Kritik zu The Scars Of Ali Boulala
Das dokumentarische Porträt widmet sich dem tragischen Fall des ehemaligen Skaterprofis Ali Boulala
Wer den heute fast 40-jährigen Ali Boulala mit seinem jüngeren Ich aus Archivaufnahmen bis 2007 vergleicht, versteht sofort, dass hier etwas Dramatisches passiert sein muss. Der extrovertierte, spontane Junge von einst, der viel lachte, ständig Unsinn im Kopf hatte und immer in Bewegung sein musste, ist als Erwachsener kaum wiederzuerkennen.
Boulala wuchs in einem Stockholmer Vorort auf. In den frühen 90ern beginnt er zu skaten, es wird seine erste Obsession. So oft es geht, steht er auf dem Brett. Homevideos zeigen einen schmalen Kerl mit Baggypants und langem Haar, der komplizierte Sprünge mit Leichtigkeit meistert. Mit 16 wird das Naturtalent von einem US-Label unter Vertrag genommen. Er reist in die USA und tourt mit anderen Profiskatern durch die Welt, gibt Interviews, wird berühmt und genießt in der Szene bald den Status eines Rockstars.

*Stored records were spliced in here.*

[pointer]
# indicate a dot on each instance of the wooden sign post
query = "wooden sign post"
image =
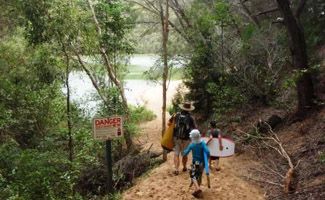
(106, 129)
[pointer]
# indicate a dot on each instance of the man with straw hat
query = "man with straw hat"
(184, 123)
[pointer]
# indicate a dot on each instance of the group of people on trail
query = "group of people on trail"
(187, 138)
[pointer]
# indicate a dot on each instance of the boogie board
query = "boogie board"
(167, 139)
(228, 147)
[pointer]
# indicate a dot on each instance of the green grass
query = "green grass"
(136, 72)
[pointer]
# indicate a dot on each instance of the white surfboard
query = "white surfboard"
(228, 147)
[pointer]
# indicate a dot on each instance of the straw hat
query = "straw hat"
(195, 136)
(187, 106)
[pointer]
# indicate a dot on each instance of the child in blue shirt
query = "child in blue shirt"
(198, 148)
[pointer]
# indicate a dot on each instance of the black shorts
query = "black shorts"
(196, 172)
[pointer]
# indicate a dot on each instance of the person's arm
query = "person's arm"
(170, 121)
(193, 123)
(187, 150)
(210, 136)
(205, 149)
(220, 141)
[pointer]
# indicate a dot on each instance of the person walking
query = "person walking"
(184, 124)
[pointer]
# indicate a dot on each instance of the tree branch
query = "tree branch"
(267, 11)
(300, 8)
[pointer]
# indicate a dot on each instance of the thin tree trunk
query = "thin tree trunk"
(305, 88)
(164, 23)
(111, 75)
(69, 122)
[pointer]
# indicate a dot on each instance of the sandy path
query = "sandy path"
(161, 184)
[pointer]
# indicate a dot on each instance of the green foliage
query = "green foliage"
(141, 114)
(29, 174)
(30, 91)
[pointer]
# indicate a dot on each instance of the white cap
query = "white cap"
(195, 136)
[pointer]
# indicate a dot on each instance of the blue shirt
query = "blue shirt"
(197, 151)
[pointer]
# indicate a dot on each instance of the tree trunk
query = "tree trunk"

Für sein dokumentarisches Langfilmdebüt kann Max Eriksson aus dem Vollen schöpfen, denn auch wenn die Sponsoren die Jugendlichen offensichtlich sich selbst überließen und mit jeder Menge Cash ausstatteten, war immer jemand mit der Kamera dabei. Die geschickte Auswahl und Montage entwickelt dabei einen berauschenden Sog und triggert nostalgische Gefühle – an die eigene Jugend, als alles möglich und man selbst unverwundbar schien. Die jungen Skater treiben dieses Prinzip pubertierend auf die Spitze. Sie blödeln rum, machen Quatsch, trinken Bier, nehmen Drogen und skaten.

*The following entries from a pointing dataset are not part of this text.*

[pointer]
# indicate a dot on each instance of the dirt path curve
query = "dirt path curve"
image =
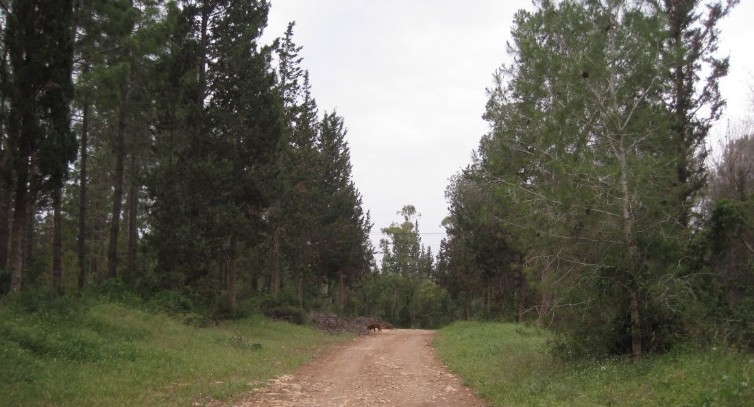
(390, 368)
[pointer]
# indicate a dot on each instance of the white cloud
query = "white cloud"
(409, 77)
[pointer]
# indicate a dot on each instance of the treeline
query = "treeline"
(588, 206)
(160, 145)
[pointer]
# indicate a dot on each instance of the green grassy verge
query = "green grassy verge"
(509, 365)
(108, 354)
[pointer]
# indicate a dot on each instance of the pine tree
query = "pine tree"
(40, 47)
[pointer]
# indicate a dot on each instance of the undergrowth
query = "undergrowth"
(62, 351)
(510, 365)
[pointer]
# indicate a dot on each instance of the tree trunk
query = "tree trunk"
(57, 249)
(18, 228)
(28, 246)
(5, 205)
(276, 264)
(521, 295)
(6, 184)
(133, 200)
(232, 274)
(301, 289)
(81, 244)
(341, 290)
(112, 254)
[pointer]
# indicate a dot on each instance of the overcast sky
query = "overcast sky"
(409, 79)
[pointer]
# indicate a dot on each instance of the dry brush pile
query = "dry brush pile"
(331, 323)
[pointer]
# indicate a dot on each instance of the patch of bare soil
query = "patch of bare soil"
(396, 367)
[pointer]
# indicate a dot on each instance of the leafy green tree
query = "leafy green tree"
(580, 144)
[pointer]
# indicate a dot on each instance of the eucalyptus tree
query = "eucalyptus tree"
(585, 143)
(480, 261)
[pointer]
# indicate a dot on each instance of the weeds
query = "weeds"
(511, 366)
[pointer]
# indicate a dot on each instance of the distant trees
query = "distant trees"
(594, 164)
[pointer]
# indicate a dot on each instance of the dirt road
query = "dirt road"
(389, 368)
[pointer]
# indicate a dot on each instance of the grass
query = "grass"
(110, 354)
(509, 365)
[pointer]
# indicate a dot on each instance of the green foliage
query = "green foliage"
(531, 376)
(63, 352)
(724, 309)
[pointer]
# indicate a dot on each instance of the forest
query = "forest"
(160, 150)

Der Regisseur kombiniert das Archivmaterial mit Interviews, die er mit Boulala selbst, seiner Familie und ehemaligen Skatekollegen geführt hat. Das Charisma, das seine Weggefährten speziell ihm rückblickend zuschreiben, ist unverkennbar. Es verwundert nicht, dass alle mit ihm abhängen wollten. Ein unangepasster Skate-Punk im Sid-Vicious-Look, der seine Skills und waghalsigen Sprünge an ungewöhnlichen Orten perfektioniert.
Da ist aber noch diese obsessive Seite, die sich etwa in seinem Jähzorn offenbart: Eine Sequenz reiht scheinbar endlos Szenen aneinander, in denen Boulala seine Boards laut fluchend zertrümmert, wenn etwas einfach nicht gelingt. Mit der gleichen unerbittlichen Härte fordert er seinen Körper, wenn er wiederholt daran scheitert, die in Skaterkreisen legendäre Lyoner Treppe hinunterzuspringen. Obsessiv ist auch sein Drogenkonsum und es erstaunt, dass er überhaupt noch auf dem Brett stehen konnte bei allem, was er zu sich nahm. Ein totaler Exzess, der sich steigert bis zu dem Tag des Unfalls im März 2007.
Bei der Schilderung von Boulalas Weg aus Sucht, Depression und »Survivor Guilt« hätte Eriksson ein bisschen weniger offensichtlich auf der Gefühlsklaviatur spielen können. Dank seines Protagonisten, der auch heute noch eine fesselnde Ausstrahlung hat, gelingt ihm mit »The Scars of Ali Boulala« trotzdem das bewegende Porträt eines Ausnahmetalents und der wilden Skaterszene der 90er Jahre, ohne Themen wie Schuld, Suchtkrankheit oder Traumabewältigung auszusparen.